2020 est en passe de devenir l’une des 3 années les plus chaudes jamais enregistrées

OMM : 2020 est en passe de devenir l’une des trois années les plus chaudes jamais enregistrées




L’année 2020 s’annonce comme l’une des trois années les plus chaudes, selon l’Organisation météorologique mondiale (OMM), estimant qu’il y a au moins une chance sur cinq d’ici 2024 que l’augmentation de la température dépasse temporairement le seuil fatidique des 1,5°C de l’Accord de Paris.




Alors que les températures battent d’année en année des records, la décennie 2011-2020 sera la plus chaude jamais observée et les six années écoulées depuis 2015 sont les plus chaudes qui ont été enregistrées, selon le rapport annuel provisoire de l’OMM sur l’état du climat mondial.
« 2020 a malheureusement été une autre année extraordinaire pour notre climat », a affirmé dans ce rapport le Secrétaire général de l’OMM, Petteri Taalas. De janvier à octobre, la température moyenne mondiale a été supérieure d’environ 1,2°C à celle de la période de référence 1850-1900.

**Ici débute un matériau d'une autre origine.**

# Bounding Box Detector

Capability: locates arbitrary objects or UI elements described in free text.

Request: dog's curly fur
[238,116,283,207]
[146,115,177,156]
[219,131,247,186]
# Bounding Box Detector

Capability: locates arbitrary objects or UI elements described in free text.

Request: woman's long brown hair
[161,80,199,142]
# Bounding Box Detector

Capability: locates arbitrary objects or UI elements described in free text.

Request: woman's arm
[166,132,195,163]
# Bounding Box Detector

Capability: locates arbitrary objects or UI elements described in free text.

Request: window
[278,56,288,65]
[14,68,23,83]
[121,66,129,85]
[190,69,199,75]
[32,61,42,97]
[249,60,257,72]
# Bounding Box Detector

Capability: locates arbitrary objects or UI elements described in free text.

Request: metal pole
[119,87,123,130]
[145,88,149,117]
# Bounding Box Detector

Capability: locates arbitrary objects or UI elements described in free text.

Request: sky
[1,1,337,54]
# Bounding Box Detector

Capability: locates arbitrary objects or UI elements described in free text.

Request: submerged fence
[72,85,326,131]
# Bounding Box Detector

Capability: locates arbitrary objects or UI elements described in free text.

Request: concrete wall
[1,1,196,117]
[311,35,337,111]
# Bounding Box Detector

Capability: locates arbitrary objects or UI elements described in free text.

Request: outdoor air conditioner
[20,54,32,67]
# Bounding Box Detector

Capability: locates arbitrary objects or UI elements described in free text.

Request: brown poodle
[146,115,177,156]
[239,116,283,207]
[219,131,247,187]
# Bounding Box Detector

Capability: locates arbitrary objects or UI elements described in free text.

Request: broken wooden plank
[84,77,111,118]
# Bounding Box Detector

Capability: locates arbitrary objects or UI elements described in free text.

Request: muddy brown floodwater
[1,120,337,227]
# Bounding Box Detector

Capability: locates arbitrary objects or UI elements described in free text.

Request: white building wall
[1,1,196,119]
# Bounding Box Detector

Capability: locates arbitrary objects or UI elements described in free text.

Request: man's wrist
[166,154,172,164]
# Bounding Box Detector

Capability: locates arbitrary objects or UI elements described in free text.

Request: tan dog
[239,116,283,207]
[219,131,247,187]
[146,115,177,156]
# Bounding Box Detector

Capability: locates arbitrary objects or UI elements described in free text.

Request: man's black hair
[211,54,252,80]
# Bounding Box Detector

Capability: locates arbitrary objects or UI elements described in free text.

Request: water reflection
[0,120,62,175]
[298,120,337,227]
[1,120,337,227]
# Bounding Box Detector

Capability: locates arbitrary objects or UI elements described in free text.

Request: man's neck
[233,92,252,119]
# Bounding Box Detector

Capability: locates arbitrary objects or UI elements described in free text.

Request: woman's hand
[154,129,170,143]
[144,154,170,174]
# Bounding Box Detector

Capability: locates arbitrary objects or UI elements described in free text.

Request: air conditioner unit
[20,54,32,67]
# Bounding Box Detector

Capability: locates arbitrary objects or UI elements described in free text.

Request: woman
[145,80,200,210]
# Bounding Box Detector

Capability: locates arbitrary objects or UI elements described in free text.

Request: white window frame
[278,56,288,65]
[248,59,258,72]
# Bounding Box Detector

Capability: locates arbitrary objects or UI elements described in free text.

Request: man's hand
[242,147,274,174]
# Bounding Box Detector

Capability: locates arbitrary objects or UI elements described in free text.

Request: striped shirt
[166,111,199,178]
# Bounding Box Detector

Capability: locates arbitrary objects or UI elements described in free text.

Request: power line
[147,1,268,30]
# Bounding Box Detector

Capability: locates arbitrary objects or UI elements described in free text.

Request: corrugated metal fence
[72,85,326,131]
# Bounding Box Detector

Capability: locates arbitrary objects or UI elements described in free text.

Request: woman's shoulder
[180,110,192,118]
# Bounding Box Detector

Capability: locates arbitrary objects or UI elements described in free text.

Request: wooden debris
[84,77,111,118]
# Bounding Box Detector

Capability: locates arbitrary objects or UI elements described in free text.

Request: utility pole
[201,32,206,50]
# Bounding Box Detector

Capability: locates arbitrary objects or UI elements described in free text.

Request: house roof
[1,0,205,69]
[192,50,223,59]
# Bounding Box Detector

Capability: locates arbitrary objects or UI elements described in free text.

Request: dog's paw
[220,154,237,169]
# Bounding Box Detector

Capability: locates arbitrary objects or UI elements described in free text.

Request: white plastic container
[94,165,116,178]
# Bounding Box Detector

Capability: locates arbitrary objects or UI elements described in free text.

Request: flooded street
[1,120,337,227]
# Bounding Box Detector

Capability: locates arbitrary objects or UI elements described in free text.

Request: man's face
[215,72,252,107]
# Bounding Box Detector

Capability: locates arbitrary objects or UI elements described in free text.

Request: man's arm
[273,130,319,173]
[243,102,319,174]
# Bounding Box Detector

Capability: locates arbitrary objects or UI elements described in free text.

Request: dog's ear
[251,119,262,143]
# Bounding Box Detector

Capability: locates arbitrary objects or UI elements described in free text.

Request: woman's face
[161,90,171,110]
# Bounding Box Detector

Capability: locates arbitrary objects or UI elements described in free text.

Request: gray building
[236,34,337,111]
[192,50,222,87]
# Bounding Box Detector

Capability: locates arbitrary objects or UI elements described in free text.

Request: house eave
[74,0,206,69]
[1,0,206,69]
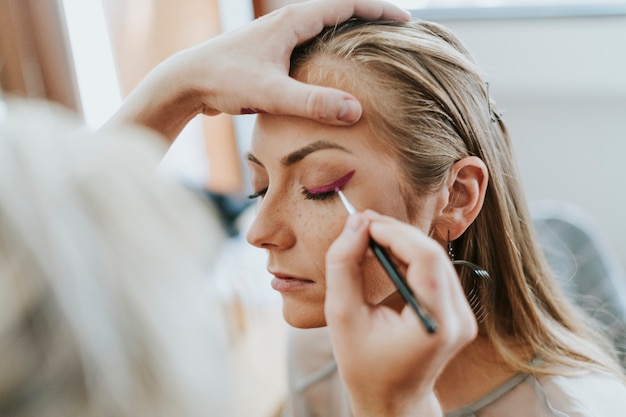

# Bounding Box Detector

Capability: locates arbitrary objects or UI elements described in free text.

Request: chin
[283,303,326,329]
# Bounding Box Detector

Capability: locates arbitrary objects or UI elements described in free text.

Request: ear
[434,156,489,240]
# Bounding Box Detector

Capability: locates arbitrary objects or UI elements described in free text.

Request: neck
[435,336,516,412]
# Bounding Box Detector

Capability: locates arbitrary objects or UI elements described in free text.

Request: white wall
[422,15,626,267]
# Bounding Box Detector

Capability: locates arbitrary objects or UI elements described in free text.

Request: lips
[270,272,315,292]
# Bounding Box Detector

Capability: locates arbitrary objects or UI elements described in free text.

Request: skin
[247,59,512,416]
[247,115,435,328]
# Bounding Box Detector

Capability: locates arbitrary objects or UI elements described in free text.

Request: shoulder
[532,372,626,417]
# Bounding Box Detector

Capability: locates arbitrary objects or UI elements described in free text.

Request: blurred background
[0,0,626,415]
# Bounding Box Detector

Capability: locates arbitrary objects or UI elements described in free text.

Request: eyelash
[248,188,267,200]
[302,188,335,201]
[248,188,335,201]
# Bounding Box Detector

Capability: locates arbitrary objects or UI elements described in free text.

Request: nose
[246,194,296,249]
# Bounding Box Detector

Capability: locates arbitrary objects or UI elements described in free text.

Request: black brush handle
[370,239,437,333]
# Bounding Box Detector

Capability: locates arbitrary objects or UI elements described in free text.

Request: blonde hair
[0,100,232,417]
[291,21,621,376]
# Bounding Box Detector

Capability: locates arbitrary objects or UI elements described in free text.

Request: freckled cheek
[356,252,397,304]
[296,210,346,270]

De sorte que 2020 est en passe de devenir l’une des trois années les plus chaudes jamais enregistrées sur la planète. L’évaluation de l’OMM repose sur cinq données, qui placent tous actuellement 2020 au deuxième rang des années les plus chaudes enregistrées à ce jour, après 2016 et avant 2019.
La différence entre les trois années les plus chaudes est cependant faible et le classement exact pourrait changer une fois que des données seront disponibles pour l’année entière. « Les années de chaleur record ont généralement coïncidé avec un fort épisode El Niño, comme ce fut le cas en 2016.




La Niña a tendance à refroidir les températures mondiales, mais l’anomalie apparue cette année n’a pas suffi à freiner le réchauffement », a relevé Petteri Taalas. Et de continuer que « malgré cette anomalie, on enregistre déjà cette année une chaleur quasi record, comparable au précédent record de 2016 ».
Et selon l’OMM, il y a au moins une chance sur cinq que la température moyenne mondiale dépasse temporairement 1,5°C d’ici 2024. Il est à rappeler que l’un des objectifs de l’accord de Paris, signé en décembre 2015 par 195 pays, est de contenir la hausse des températures à 1,5°C par rapport à l’ère pré-industrielle.